III. Sentenced Based on False and Unreliable Information

Mr. Anderson argues that he is entitled to relief because he was sentenced on the basis of inaccurate information. His argument here simply rehashes arguments made in claiming ineffective assistance of counsel. Specifically, Mr. Anderson argues that his sentence was based on a misunderstanding of the SSR/teller distinction and false information about whether Ms. Shehadi and Ms. Mullen needed supervisor authority to make the withdrawals in the Wasserbauer relevant conduct. As discussed above, these issues were irrelevant to my finding that Mr. Anderson had engaged in the relevant conduct. Mr. Anderson thus presents no evidence that his sentence was based on false and unreliable information.

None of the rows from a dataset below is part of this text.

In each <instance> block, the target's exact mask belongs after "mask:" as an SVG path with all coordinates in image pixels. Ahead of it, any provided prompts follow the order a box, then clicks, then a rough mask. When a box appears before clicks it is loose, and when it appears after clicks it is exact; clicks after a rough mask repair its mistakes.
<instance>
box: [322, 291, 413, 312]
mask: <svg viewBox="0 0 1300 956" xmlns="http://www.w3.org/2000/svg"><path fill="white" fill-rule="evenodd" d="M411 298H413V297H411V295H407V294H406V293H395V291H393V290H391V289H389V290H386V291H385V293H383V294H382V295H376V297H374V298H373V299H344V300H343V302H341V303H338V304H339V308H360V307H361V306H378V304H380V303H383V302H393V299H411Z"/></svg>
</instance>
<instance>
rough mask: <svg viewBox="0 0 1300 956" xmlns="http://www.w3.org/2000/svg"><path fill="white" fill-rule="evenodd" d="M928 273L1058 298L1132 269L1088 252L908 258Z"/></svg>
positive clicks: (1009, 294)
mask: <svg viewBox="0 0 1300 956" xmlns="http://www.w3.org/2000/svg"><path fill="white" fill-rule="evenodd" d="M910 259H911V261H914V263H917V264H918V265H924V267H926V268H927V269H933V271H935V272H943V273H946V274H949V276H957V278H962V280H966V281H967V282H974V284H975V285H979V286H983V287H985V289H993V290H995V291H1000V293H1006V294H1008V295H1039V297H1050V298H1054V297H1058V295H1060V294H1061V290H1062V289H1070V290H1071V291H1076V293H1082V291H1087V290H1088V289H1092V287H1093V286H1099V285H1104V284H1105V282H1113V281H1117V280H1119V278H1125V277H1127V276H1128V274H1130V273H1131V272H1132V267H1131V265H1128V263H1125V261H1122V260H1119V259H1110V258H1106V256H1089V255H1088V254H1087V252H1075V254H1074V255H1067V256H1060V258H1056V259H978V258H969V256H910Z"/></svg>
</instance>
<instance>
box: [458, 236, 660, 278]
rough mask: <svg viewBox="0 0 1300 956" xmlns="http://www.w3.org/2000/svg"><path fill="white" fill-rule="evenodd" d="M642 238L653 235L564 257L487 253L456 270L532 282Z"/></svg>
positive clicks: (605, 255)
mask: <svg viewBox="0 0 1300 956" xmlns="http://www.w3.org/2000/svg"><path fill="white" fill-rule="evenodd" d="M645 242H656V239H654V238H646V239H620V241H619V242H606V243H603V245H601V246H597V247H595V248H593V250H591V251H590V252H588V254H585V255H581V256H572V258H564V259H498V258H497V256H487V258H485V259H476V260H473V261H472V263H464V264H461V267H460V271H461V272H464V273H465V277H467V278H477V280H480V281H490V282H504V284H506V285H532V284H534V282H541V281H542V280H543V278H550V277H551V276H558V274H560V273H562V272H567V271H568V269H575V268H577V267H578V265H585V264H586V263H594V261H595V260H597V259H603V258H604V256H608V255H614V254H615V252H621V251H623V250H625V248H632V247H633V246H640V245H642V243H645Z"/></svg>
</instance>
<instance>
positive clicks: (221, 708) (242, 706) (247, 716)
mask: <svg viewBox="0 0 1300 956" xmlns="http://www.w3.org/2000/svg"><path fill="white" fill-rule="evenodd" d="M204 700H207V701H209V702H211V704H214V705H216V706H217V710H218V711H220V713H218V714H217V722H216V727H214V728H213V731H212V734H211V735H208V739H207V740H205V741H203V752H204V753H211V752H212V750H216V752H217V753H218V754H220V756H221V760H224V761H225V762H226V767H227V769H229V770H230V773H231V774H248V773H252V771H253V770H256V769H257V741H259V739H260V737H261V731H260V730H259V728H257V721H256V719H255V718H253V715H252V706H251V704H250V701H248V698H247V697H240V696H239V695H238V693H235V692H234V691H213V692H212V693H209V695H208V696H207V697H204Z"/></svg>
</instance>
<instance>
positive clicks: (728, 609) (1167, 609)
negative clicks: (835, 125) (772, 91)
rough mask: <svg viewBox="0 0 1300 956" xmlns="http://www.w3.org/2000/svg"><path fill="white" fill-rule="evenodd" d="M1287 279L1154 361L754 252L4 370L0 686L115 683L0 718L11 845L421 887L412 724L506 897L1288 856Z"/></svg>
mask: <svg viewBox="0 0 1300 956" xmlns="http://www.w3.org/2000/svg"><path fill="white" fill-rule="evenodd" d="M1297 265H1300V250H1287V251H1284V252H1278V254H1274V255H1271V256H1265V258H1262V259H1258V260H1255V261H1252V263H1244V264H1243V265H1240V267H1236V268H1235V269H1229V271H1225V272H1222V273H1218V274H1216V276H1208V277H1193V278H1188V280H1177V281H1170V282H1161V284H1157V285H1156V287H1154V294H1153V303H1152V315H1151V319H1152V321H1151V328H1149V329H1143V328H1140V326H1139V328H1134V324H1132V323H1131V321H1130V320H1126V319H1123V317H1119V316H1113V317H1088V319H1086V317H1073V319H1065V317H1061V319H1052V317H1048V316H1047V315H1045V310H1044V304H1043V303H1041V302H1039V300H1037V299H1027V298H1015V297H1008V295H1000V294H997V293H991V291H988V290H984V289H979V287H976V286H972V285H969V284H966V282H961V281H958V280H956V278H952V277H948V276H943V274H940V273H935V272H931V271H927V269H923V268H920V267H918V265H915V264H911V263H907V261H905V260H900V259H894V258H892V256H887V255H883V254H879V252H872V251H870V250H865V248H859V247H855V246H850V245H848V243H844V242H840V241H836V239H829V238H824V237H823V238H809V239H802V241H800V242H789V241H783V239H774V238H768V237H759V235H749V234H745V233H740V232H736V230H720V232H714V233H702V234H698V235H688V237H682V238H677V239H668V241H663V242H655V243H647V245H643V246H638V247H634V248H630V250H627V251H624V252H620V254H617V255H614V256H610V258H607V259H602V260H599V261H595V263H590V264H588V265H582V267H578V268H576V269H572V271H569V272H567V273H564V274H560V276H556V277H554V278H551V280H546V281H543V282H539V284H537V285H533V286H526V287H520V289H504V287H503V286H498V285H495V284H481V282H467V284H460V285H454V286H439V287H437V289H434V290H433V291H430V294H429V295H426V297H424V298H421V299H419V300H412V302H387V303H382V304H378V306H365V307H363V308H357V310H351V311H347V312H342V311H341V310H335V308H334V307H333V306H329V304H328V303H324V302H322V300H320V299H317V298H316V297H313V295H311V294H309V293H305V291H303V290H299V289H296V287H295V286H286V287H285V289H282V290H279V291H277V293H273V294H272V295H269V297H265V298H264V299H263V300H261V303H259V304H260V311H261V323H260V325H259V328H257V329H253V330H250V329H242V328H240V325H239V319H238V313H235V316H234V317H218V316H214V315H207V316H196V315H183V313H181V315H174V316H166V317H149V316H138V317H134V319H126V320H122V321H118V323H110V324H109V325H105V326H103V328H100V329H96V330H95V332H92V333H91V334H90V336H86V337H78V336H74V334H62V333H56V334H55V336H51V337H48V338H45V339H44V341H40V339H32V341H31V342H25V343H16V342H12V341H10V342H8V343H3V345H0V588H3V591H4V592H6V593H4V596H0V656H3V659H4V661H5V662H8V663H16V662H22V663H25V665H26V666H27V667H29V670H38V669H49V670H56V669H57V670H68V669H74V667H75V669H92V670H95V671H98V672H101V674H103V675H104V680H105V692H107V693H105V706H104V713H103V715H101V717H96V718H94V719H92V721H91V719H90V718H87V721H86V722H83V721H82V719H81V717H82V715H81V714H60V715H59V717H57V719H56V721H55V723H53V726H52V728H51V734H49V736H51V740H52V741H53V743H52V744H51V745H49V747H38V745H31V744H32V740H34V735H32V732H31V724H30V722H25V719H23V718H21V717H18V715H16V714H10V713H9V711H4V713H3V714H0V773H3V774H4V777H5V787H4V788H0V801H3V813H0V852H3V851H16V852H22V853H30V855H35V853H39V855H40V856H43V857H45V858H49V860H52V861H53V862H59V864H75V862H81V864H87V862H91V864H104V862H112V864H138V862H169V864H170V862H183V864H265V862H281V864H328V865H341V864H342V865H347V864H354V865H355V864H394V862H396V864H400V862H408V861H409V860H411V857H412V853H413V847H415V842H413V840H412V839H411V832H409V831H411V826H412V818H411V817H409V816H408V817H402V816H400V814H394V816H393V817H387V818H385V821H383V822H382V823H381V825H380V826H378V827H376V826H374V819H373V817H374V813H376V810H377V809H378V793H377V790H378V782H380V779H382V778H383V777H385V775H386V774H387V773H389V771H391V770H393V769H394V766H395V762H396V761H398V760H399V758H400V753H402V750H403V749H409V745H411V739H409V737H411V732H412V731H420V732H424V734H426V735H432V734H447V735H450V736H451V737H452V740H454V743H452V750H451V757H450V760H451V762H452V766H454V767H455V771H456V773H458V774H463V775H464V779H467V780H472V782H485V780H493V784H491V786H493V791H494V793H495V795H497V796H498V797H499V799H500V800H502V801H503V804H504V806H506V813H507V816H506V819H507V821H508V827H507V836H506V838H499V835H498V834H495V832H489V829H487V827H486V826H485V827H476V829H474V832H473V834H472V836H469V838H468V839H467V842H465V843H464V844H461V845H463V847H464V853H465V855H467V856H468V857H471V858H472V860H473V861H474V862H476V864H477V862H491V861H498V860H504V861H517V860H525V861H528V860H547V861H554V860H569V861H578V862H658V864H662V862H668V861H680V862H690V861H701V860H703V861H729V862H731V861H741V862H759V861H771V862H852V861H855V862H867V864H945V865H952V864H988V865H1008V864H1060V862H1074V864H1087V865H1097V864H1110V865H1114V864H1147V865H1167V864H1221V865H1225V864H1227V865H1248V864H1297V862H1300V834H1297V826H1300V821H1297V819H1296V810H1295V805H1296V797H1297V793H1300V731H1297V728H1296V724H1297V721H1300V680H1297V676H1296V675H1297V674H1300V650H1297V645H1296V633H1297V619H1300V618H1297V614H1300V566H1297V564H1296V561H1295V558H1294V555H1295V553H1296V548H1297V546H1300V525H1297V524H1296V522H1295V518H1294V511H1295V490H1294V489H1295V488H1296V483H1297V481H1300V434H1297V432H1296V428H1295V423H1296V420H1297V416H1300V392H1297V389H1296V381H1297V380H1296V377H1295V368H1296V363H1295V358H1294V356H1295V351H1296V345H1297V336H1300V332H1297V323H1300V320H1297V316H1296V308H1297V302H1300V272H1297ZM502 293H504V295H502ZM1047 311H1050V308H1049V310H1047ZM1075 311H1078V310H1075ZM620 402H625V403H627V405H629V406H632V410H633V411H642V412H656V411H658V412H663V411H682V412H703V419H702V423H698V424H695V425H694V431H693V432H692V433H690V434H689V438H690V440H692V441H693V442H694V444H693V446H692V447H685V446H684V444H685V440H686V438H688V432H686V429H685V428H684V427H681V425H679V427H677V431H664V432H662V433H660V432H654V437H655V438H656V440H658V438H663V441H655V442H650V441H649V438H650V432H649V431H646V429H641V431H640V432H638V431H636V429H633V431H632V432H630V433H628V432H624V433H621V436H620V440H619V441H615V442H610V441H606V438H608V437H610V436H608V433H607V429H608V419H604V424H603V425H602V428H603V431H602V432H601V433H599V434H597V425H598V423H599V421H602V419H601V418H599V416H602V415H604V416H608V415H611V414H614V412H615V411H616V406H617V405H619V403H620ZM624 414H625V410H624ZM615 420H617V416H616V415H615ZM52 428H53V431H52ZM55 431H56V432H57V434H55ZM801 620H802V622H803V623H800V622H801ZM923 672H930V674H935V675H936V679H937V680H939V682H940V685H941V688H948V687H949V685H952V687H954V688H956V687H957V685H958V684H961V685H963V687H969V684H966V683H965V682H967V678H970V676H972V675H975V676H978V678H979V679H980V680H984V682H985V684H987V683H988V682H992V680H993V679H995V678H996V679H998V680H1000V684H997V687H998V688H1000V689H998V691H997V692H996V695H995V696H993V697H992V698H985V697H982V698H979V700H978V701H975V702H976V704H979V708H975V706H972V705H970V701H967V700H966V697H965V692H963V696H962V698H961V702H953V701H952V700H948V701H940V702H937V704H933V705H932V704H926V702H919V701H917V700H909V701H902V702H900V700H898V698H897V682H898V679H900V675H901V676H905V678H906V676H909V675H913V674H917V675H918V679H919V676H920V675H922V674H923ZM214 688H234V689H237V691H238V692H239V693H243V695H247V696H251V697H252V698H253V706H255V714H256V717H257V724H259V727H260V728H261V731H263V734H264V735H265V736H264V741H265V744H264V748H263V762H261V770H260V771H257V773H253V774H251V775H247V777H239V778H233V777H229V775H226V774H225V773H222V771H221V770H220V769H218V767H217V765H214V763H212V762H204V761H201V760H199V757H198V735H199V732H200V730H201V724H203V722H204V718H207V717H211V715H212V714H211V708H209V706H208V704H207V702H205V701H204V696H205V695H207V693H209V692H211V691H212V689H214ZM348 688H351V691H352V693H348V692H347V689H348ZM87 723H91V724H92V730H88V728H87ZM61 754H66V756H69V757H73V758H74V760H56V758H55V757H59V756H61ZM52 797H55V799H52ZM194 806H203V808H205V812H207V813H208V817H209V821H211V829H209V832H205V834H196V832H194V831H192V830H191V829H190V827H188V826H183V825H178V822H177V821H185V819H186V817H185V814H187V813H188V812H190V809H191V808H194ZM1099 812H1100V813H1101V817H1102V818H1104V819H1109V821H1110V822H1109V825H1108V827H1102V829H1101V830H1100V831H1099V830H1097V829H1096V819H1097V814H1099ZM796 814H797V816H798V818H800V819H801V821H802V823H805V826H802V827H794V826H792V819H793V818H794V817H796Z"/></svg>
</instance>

IV. Obstruction of Justice and Failure to Accept Responsibility

Finally, Mr. Anderson urges me to reconsider my findings at the sentencing hearing that he lied under oath and that he failed to accept responsibility for his actions. Mr. Anderson claims that based on the evidence and arguments presented in his brief, these findings no longer apply. Given that the only argument of Mr. Anderson's that had any success here involved the restitution order, which had nothing to do with my findings that Mr. Anderson lied under oath and failed to accept responsibility, there is no reason to reconsider those findings, which were upheld by the appellate court. See Anderson, 259 F.3d at 860-62.

V. Conclusion

Excepting the failure to raise the issue of the restitution order, Mr. Anderson received effective assistance of counsel, both at sentencing and on appeal. Additionally, he was not sentenced based on false and unreliable information, and there is no reason to reconsider my findings on obstruction of justice and failure to accept responsibility. Mr. Anderson's request for relief is therefore GRANTED with respect to the restitution order, which is hereby VACATED, and DENIED with respect to all other aspects of his sentence.